Ten Broeck made his fortune from trading in Albany. He also pursued a military and political career. During the 1750s he served in the provincial militia. Then he was elected to the City Council in 1759 and to the Assembly of the Province of New York in 1760 . In November 1763, he married Elizabeth Van Rensselaer, a sister of the patron Stephen Van Rensselaer II and great-granddaughter of the first native mayor of New York City , Stephanus Van Cortlandt . In the mid-1760s, Ten Broeck was one of the richest men in Albany. After his brother-in-law died in 1769 at the age of 27, Ten Broeck became the co-administrator of the Manor of Rensselaerswyck , a position he held until 1784 when his nephew, Stephen Van Rensselaer III. , came of age.

Ten Broeck continued to serve in the military and was named Colonel in the Albany County Militia in 1775 . On June 25, 1778 he was appointed brigadier general of the Tryon and Albany County militias, but later only from Albany County. On March 26, 1781, he resigned from this post.

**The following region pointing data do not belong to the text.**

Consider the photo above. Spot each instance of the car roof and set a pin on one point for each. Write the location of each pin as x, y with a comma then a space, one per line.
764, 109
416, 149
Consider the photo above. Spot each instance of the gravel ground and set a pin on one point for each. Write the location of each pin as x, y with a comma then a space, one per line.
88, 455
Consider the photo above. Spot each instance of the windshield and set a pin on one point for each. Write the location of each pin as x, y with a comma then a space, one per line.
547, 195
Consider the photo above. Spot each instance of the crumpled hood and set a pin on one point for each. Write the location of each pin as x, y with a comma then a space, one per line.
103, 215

He was a member of the New York Provincial Congress from 1775 to 1777 and chaired the Committee of Safety in 1777 . After the deaths of both mayors of Albany, John Barclay and Abraham Yates , Ten Broeck was appointed mayor on both occasions and served in that position from 1779 to 1783 and from 1796 to 1798.

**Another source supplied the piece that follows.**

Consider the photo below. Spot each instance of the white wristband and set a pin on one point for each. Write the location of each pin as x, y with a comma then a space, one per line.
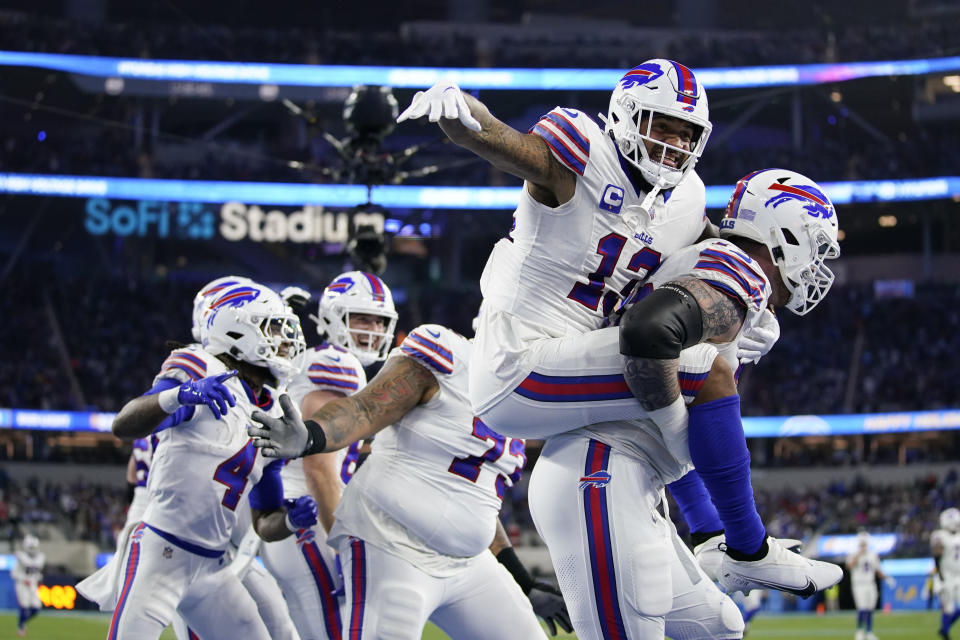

The Ten Broecks lived in a house considered equal to that of the Schuyler and Yates houses in 1788 . In 1797 it burned down in a fire, which destroyed several city blocks. Construction of the new Ten Broeck Mansion began soon after, so that the family could live there in early 1798. The historic villa in Arober Hill still stands today.

Individual notes

  1. ^ Abraham Ten Broeck on the New York State Museum website .
  2. Elizabeth Van Rensselaer Ten Broeck on the New York State Museum website.
  3. ^ Fire on the New York State Museum website.